Ama-me com ternura.
Ele estava acostumado a ouvir o barulho de panelas e pratos
debaixo d’água. Fazia parte dos sons da infância, adolescência, e agora, da
maturidade. Lá, na frente da TV, nem ouvia. A torneira aberta, os pratos
batendo. Era um som igual à tantos. Era um som comum. Comum como deveriam ser
os pensamentos da dona daquelas mãos que esfregavam panelas, pratos, copos, só que não.
Era assim, automático. Nos dias que tentou chamar atenção para aquilo, o que
ouviu foi um sermão nada sutil, que a vida era assim, que quem tem casa tem que
cuidar, que louça suja é pra lavar, roupa é pra passar. Vindo de quem vinha,
parecia absurdo. Faladas com tanta naturalidade que nem o interlocutor percebia
o grau de conformismo machista dentro delas. Vindo de quem vinha porque era
considerado moderno. Lavava louça (quando dava na telha ou queria agradar).
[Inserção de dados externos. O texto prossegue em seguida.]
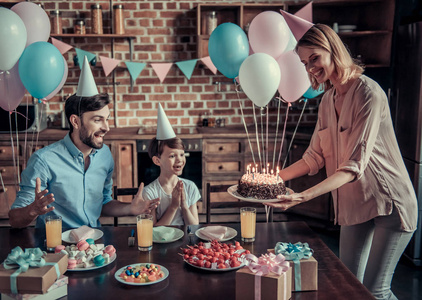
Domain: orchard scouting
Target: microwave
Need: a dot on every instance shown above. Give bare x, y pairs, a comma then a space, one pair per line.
29, 118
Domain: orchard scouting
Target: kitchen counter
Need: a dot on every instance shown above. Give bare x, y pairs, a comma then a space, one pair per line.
136, 133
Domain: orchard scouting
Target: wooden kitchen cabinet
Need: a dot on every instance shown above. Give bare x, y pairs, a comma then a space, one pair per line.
371, 41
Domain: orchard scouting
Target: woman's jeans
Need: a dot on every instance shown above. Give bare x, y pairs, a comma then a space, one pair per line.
371, 250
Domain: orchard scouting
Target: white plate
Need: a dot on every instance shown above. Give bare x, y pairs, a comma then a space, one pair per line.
216, 270
233, 191
177, 235
230, 233
119, 271
68, 239
113, 258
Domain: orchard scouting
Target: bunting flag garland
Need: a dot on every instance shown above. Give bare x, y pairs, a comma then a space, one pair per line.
134, 69
161, 69
81, 54
109, 64
187, 67
63, 47
207, 61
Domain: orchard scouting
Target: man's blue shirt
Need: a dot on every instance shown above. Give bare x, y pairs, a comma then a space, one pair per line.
79, 195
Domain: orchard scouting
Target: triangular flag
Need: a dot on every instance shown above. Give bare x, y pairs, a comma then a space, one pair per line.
86, 84
305, 12
134, 69
81, 53
63, 47
187, 67
109, 64
207, 61
164, 129
161, 69
297, 25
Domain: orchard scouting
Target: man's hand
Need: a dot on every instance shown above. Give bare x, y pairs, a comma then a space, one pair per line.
141, 206
287, 201
39, 206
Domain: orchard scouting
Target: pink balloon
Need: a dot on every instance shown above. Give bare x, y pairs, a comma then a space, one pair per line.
59, 87
294, 80
36, 21
12, 90
269, 33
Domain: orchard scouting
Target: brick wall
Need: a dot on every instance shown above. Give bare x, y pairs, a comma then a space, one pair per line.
165, 32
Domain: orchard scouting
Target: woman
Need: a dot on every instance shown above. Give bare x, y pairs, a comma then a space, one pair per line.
374, 201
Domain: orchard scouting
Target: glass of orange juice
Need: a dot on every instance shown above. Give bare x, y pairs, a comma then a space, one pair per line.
144, 227
53, 231
247, 223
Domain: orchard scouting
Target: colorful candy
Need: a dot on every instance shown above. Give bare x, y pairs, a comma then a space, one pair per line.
142, 273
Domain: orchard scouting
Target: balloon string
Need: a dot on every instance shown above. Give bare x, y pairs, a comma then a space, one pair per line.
17, 146
256, 134
276, 132
262, 138
284, 132
294, 132
244, 122
267, 150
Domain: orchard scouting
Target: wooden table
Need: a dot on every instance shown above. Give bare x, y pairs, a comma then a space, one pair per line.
335, 281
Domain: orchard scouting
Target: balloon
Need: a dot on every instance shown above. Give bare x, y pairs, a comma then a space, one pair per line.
228, 47
269, 33
11, 89
311, 93
259, 76
64, 78
35, 19
294, 78
12, 38
41, 69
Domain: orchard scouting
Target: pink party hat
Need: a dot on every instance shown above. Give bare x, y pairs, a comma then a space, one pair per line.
297, 25
164, 129
86, 84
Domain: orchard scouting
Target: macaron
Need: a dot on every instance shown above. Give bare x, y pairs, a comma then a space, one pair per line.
110, 250
71, 263
82, 245
98, 260
59, 248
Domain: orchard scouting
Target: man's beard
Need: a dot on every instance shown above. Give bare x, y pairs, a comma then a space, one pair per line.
89, 140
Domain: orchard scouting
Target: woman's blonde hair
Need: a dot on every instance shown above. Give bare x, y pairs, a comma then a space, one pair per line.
322, 36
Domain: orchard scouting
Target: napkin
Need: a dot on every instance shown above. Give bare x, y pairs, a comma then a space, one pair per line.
163, 233
214, 232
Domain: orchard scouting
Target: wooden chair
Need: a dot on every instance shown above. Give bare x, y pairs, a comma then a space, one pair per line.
122, 192
227, 204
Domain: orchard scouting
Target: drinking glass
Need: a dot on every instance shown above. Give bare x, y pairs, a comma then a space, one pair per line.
248, 223
144, 227
53, 231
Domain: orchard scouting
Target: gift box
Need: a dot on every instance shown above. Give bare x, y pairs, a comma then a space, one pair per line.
32, 274
253, 285
304, 265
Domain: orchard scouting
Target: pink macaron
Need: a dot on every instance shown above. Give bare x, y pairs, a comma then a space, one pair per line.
71, 263
110, 250
82, 245
59, 248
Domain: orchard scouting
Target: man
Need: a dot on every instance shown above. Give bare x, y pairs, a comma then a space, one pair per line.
73, 177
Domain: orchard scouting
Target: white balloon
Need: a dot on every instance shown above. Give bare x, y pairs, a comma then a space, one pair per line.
294, 78
259, 77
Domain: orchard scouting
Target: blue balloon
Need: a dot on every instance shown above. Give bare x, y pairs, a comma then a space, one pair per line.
41, 69
311, 93
228, 47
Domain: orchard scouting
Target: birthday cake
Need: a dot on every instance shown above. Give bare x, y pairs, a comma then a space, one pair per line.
261, 186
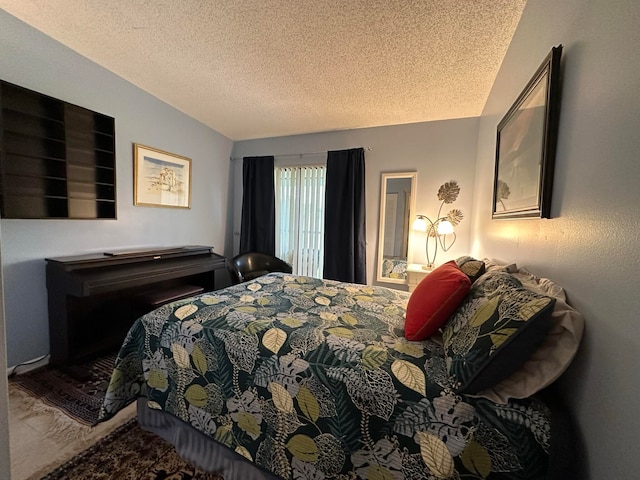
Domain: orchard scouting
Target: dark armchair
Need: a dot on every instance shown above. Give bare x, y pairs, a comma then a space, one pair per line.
250, 265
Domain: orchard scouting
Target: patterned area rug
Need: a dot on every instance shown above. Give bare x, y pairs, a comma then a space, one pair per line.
129, 452
81, 400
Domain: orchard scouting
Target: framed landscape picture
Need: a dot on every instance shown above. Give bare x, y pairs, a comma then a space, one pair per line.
161, 179
526, 145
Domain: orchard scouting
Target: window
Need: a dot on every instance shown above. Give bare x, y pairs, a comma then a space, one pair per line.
300, 217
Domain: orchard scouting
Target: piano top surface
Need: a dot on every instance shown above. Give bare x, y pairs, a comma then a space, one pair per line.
128, 255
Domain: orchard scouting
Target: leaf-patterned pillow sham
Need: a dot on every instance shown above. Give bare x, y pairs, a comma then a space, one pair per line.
494, 331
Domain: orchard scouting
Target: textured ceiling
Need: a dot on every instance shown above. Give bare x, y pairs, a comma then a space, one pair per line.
266, 68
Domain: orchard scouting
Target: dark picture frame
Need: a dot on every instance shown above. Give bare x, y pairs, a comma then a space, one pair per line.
161, 179
526, 146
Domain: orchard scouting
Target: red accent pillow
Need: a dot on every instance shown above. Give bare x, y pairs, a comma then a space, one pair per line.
434, 300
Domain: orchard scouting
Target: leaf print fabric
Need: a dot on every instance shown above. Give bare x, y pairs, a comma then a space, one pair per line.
313, 379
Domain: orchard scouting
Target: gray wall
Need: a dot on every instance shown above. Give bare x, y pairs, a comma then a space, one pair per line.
591, 245
35, 61
438, 151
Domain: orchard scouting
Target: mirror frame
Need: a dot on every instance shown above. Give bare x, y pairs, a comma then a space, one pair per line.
384, 177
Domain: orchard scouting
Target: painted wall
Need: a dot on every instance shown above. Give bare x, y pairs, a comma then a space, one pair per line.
438, 151
35, 61
591, 245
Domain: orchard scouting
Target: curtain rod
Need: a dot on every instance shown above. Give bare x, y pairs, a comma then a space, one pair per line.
367, 149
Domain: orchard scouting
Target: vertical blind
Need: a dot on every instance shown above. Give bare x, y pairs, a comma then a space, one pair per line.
300, 217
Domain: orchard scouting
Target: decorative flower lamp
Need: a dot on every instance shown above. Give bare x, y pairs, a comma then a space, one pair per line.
440, 232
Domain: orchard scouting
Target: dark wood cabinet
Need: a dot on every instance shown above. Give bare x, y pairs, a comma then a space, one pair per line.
94, 299
57, 160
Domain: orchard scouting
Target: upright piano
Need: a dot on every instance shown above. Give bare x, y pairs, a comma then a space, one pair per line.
95, 298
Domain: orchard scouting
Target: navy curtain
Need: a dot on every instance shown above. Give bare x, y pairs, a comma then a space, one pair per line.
344, 226
258, 226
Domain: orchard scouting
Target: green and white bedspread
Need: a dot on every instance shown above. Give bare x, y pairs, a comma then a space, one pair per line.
313, 379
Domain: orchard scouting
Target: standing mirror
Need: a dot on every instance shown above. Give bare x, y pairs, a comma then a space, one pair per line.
397, 204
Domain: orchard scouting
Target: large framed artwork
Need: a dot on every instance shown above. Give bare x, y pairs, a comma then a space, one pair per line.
526, 145
161, 179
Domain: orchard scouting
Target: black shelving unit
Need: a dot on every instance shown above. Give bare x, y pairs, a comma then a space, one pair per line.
57, 160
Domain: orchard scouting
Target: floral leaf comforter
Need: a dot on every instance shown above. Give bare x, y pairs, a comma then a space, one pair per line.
313, 379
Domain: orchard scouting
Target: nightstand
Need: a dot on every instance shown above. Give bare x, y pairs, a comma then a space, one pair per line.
415, 273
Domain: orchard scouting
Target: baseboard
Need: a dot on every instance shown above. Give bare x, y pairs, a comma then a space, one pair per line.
28, 366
Trocava fraldas (adorava novidades e participar). Arrumava a cama... ops! Isso não, nunca.
Em 5 anos, duas vezes a cama arrumada por aquelas mãos fortes, que eram
responsáveis pela manutenção da casa - aquelas coisas de trocar lâmpadas,
instalar fios, consertar paredes, desentupir pia... enfim, papéis bem
definidos. Se dizia moderno, compreensivo, falante, alegre e de muitos amigos, bom
papo.
Alguma coisa estava errada naquele moto contínuo, embora não conseguisse identificar a razão do incômodo. Era mais que lavar a louça de domingo, como todas as mammas do bairro faziam. Era mais o quê? Não alcançava.
A torneira continuava aberta e os sons de pratos e talheres
se encontrando embaixo d’água ficando cada vez mais alto, como sinos badalando
na cachola de um bêbado. Ela olhava a espuma diluindo sob a água... mais uma
vez... de novo.... de novo.... e de novo. A cada utensílio colocado no
escorredor de louça, um fio de água escorria sobre seu braço, molhando a
camiseta já toda úmida na barriga.
Começava a pensar onde estava há 10 anos, naquela hora, naquele domingo. Saindo
de um cinema, indo pra um café, absoluta. Depois, voltando pra casa, tirando o
sapato, arrumando suas coisas, fazendo anotações para o trabalho da semana; escolhendo alguma coisa para comer; deitando na frente da tv e esperando o tempo passar e o sono chegar.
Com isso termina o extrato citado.